GOLD MASS. Immagine di Dafni Planta.

I tuoi pezzi hanno sempre una componente psicologica, si parla come si suona, ovvero le parole riproducono pensieri senza essere incluse in una sintassi preimpostata e descrittiva. Tutto è diretto da un flusso di coscienza, quindi che ruolo hanno la psicanalisi o la letteratura nei tuoi pezzi?

“Un ruolo enorme. Per me la scrittura dei testi è sempre il risultato di una riflessione profonda che è stata fatta, di cui un brano non è altro che la sintesi del ragionamento. In un mondo in cui viene data un’importanza enorme all’apparenza e all’immagine, in cui veniamo forzati a sentirci partecipi di una realtà fatta di successo e felicità confezionata, io continuo a essere convinta che siamo esseri sensibili e che la maggior parte dei nostri comportamenti siano regolati da meccanismi inconsci che hanno poco a che fare con la superficie ma molto con le nostre paure e in nostri traumi. La realtà è la messa in scena delle personalità che ci abitano, ognuna con le proprie virtu e con le proprie insicurezze.”

Il pezzo Reverb presenta un videoclip, diretto dal Cottonbro Studio di San Pietroburgo, in cui compare un performer all’interno di un ambiente freddo e ventilato. La persona, un uomo, si muove liberamente danzando nonostante la rigidità del clima, esprimendo ineluttabilmente la sua volontà. Com’è venuta in mente l’idea del video, di questo gioco tra climi e movimento, di una termodinamica che riflette la meccanica?

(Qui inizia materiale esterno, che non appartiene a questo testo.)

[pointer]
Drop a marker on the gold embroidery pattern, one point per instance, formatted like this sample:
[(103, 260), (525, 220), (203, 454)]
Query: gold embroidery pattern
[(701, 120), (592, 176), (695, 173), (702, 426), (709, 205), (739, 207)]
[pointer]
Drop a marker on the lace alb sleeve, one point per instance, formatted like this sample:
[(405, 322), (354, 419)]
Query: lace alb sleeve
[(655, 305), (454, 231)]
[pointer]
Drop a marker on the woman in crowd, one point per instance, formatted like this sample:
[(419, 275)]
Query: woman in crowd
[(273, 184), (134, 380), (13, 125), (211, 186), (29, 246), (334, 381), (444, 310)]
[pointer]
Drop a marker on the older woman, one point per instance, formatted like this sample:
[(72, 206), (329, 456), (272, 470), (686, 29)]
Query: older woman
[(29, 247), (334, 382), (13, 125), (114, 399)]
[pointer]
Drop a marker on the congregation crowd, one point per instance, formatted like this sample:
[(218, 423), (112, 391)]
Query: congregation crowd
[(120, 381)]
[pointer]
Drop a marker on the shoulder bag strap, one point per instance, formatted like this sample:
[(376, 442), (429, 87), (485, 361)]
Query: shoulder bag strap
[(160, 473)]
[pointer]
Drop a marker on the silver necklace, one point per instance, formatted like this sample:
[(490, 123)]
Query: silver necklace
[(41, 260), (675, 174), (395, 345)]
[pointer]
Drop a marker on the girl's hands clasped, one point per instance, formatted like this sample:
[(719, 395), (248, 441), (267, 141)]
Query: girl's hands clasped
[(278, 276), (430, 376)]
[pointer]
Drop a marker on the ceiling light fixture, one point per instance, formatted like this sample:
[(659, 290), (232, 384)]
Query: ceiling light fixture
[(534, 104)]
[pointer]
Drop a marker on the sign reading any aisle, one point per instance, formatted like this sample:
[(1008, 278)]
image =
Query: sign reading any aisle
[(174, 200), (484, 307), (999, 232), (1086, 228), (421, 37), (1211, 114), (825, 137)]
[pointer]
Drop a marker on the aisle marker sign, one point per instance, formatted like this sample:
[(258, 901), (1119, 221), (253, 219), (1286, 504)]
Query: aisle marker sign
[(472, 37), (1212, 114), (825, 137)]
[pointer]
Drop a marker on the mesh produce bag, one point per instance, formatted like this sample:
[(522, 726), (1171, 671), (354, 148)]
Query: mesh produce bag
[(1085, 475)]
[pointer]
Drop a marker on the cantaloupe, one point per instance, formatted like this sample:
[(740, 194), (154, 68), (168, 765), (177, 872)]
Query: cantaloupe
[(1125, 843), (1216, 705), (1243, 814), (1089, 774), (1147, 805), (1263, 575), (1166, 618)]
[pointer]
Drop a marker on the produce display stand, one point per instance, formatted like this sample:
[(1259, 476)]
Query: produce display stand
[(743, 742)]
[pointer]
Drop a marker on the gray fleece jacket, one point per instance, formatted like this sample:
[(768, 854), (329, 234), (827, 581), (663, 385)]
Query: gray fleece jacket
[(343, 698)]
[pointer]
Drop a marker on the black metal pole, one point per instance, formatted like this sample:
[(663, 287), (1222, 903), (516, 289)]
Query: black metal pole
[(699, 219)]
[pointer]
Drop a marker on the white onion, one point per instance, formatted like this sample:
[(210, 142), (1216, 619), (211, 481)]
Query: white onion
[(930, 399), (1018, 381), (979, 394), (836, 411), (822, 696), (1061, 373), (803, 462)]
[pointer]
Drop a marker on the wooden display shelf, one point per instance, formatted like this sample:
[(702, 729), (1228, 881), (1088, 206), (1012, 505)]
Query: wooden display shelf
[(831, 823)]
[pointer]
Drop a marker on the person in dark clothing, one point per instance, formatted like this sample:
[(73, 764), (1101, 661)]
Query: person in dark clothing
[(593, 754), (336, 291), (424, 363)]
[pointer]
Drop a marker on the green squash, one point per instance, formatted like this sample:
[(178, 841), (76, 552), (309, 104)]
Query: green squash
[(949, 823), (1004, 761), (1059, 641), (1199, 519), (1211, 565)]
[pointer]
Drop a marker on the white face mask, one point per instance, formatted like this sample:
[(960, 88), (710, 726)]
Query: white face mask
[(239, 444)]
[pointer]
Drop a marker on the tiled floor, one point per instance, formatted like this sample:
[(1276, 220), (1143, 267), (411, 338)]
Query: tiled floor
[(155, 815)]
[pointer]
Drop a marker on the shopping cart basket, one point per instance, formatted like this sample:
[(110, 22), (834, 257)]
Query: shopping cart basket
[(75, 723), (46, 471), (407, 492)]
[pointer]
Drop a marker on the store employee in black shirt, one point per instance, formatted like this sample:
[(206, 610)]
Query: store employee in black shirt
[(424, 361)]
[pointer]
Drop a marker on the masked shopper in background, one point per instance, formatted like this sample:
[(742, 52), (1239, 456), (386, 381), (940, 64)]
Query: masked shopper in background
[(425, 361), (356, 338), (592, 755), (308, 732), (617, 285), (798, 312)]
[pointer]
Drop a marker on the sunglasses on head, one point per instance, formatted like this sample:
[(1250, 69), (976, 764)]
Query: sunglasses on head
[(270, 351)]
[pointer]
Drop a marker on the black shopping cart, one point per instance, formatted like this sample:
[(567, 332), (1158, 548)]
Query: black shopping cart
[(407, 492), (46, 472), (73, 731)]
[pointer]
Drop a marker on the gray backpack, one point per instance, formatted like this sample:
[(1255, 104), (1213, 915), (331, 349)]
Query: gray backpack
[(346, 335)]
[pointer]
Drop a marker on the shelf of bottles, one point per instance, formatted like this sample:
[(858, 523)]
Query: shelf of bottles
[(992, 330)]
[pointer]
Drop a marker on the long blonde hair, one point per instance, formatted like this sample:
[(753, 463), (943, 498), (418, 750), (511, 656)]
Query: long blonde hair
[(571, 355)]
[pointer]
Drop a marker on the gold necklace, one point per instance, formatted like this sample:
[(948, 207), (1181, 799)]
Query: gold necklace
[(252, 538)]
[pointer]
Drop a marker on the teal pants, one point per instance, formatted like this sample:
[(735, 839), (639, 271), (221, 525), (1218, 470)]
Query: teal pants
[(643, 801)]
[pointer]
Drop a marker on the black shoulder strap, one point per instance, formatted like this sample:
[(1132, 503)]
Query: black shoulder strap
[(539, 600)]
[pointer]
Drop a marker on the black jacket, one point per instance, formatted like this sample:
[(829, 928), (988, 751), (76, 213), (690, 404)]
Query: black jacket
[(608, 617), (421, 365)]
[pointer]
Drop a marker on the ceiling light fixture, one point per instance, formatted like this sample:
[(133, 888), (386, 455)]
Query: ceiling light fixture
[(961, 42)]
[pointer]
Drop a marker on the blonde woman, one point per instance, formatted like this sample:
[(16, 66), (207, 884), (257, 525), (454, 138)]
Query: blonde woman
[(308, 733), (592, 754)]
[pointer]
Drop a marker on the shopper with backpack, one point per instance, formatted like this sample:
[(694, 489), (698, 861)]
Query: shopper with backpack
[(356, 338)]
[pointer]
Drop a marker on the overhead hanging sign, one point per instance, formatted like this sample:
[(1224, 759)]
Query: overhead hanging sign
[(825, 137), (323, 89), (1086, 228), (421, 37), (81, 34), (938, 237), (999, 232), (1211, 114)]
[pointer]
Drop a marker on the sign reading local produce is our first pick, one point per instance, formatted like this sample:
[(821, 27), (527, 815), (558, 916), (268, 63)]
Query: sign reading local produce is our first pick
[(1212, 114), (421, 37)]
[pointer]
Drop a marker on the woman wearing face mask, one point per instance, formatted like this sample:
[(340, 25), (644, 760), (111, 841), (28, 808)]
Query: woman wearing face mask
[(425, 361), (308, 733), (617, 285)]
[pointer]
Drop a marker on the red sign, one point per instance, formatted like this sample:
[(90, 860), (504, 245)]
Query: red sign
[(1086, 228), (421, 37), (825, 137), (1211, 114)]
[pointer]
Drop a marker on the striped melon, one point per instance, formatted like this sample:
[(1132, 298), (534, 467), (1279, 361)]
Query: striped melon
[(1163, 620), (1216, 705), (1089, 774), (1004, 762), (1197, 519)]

“REVERB ha a che fare con la ricerca della perfezione, la dedizione continua verso il soddisfare le richieste che ci vengono poste dall’ambiente umano esterno, che siano queste più o meno esplicite o consapevoli. Cerchiamo l’approvazione ed è in questo che risiede la natura del conformismo sociale. Cerchiamo appartenenza. Nel video, le immagini di questo ballerino russo sono per me uno specchio potente del significato di REVERB. La danza è una delle arti che richiede la massima disciplina e in cui si lavora duro per raggiungere i canoni della perfezione. Il ballerino che danza in questo video è per me una persona che invece ha trovato il suo spazio di espressione libera, autentica e personale, si muove incurante dell’approvazione altrui e del proprio riverbero che lascia nel mondo. Incurante quindi del giudizio. Il suo movimento libero, fragile, insicuro, a volte orgoglioso, è un’affermazione incredibilmente potente della propria identità. E questo uscire dagli schemi è ulteriormente sottolineato dalla fotografia e dalle riprese, che volontariamente sono spesso non ferme e scoordinate e in cui il soggetto esce più volte dall’inquadratura. Quello che vediamo è voguing, uno stile di danza contemporaneo nato nelle ballroom di New York negli anni ’80, ballato in principio dalle comunità black e latine di Harlem, ma poi esploso un po’ ovunque, diventando uno strumento di espressione e di identità per la comunità queer di tutto il mondo.”